Хлеба стояли плотные, рослые; особенно радовало, что не захирели участки, посеянные намного раньше обычного. Желтая, солнечная тишина стояла над полями, – казалось, замри – и чутким ухом услышишь, как дружно, враз, тяжелеет колхозный хлеб.
Крепче прежнего налег Кузьма Андреевич на работу. Да и не мог иначе. Во-первых, подгоняли мысли о новом доме. Во-вторых, обязывало звание члена правления и лучшего ударника. Возвышенному человеку отставать в работе не дозволено, возвышенный человек у всех на виду, сразу предадут его позору. А с большой высоты падать больнее – это Кузьма Андреевич хорошо понимал и боялся. Он уже привык к всеобщему уважению – на собраниях слушали его с таким же вниманием, как самого председателя, в затруднительных случаях бежали к нему за советом.
Было еще и другое, что Кузьма Андреевич и сам в себе не сознавал. От дедов и отцов передалась ему, как всякому старательному мужику, строгая хозяйская заботливость; он шестьдесят с лишним лет носил в себе эту заботливость и никуда не мог приложить. Когда батрачил у Хрулина, руки не поднимались работать по-настоящему: кусок все равно чужой, не получишь с хрулинского стола даже крошек.
Томила Кузьму Андреевича хозяйская тоска. Хотелось выйти в поля, хлеб посмотреть, сбрую проверить, жеребца погладить по широкому желобчатому крупу, взбучку задать какому-нибудь нерадивому сторожу, хотелось, чтобы хозяйство чувствовалось в руках, как туго натянутые вожжи.
Теперь, будучи членом правления, значит старшим хозяином, он выходил в поля и узнал, что для хозяйского носа зреющий хлеб пахнет совсем по-другому, чем для батрацкого. Проверял Кузьма Андреевич сбрую, не пересохла ли в душном сарае, гладил жеребца, пуская большой палец по желобчатому крупу, отчего жеребец поджимался и дрыгал задней ногой; щупал Кузьма Андреевич животы у кобыл и коров, давал взбучки нерадивым сторожам и знал при этом, что никто не посмеет сказать ему: «Полез, старый хрен, в чужие сани», как сказал однажды кулак Хрулин, потный, красный и медноликий, похожий на самовар.

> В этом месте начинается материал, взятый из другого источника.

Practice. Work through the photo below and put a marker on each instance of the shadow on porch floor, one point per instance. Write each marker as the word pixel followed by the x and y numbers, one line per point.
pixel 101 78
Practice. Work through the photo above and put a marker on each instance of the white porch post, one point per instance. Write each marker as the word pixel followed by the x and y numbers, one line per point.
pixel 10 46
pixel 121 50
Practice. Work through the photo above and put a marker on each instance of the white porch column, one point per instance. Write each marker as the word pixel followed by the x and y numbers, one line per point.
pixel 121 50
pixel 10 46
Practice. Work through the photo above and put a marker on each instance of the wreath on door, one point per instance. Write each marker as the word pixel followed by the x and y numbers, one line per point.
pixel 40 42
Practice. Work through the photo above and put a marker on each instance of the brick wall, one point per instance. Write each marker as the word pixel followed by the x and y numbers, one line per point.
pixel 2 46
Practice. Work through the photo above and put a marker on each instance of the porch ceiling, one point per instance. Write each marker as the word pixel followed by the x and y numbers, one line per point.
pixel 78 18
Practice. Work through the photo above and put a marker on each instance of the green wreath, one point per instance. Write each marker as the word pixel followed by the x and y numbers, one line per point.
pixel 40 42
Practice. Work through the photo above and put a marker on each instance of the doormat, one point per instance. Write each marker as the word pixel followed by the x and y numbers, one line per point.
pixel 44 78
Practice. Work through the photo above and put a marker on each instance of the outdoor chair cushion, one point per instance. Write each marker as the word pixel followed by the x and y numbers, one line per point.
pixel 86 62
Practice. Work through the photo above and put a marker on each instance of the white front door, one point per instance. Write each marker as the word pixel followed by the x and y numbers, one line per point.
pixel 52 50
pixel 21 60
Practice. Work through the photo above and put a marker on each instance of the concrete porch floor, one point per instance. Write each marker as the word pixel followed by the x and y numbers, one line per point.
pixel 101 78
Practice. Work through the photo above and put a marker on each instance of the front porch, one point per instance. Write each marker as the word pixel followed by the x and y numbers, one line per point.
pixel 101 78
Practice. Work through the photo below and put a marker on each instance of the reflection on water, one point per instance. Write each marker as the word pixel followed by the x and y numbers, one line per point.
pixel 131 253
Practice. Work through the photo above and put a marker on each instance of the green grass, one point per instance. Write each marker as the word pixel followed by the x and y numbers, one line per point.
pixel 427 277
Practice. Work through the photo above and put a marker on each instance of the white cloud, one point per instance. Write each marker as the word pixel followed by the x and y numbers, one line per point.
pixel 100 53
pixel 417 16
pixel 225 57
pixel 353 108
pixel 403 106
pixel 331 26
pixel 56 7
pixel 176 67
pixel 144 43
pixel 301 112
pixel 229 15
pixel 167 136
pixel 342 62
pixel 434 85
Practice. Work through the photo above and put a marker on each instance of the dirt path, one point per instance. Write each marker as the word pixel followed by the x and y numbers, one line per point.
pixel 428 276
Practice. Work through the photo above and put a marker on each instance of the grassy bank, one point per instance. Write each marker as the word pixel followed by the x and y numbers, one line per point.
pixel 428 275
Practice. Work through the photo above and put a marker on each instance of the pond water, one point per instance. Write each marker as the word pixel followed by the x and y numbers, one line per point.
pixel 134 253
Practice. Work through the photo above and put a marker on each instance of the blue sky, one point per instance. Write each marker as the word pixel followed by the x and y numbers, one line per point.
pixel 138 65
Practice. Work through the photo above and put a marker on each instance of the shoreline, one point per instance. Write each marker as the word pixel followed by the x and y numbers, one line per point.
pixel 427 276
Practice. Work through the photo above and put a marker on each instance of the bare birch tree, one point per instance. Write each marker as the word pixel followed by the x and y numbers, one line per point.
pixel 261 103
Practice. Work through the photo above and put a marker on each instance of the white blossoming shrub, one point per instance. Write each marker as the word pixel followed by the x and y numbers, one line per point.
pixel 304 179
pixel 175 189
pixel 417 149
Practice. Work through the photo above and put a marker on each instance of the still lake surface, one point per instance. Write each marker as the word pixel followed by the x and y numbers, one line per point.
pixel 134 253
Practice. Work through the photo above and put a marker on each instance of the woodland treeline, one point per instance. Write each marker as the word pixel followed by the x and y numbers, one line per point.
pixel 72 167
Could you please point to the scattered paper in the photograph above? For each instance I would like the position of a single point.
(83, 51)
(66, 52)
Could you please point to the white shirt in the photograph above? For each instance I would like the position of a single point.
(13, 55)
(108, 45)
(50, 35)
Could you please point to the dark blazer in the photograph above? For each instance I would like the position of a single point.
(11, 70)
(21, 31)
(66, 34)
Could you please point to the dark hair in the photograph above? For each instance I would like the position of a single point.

Большое лежало перед Кузьмой Андреевичем хозяйство, чувствовал он в руках выструненные вожжи.
Мужики сидели на крыльце правления, ждали председателя, который еще вчера уехал в район.
Темнело; над речкой Беспутой густо поднимался туман, затапливая побережье, казалось – деревья, как в половодье, растут прямо из воды.
По бревенчатому мосту загрохотала телега – и рухнули во второй раз мечты Кузьмы Андреевича о хрулинском доме.
Гаврила Степанович привез с собой доктора. Мужики гурьбой отправились вслед за телегой к амбулатории.
Представительностью фигуры, солидным блеском очков в роговой оправе, густым голосом доктор сразу расположил к себе мужиков. Он легко поднял кожаные, с медными сияющими замками чемоданы, внес на крыльцо и пошел вместе с председателем осматривать амбулаторию.
Мужики переглянулись. Кто-то сказал:
– Мужчина солидный весьма.
Тимофей, вспомнив о своей грыже, охнул и присел, схватившись за живот. В правой стороне, в самом низу, действительно как будто заныло, но Тимофей не верил в эту боль и думал в тревоге: пошлет его председатель на вторичный осмотр или не пошлет? Как будет осматривать доктор – издали, подобно фельдшеру, или вблизи? Удовлетворится ли доктор одним гусем, может быть, потребует пару?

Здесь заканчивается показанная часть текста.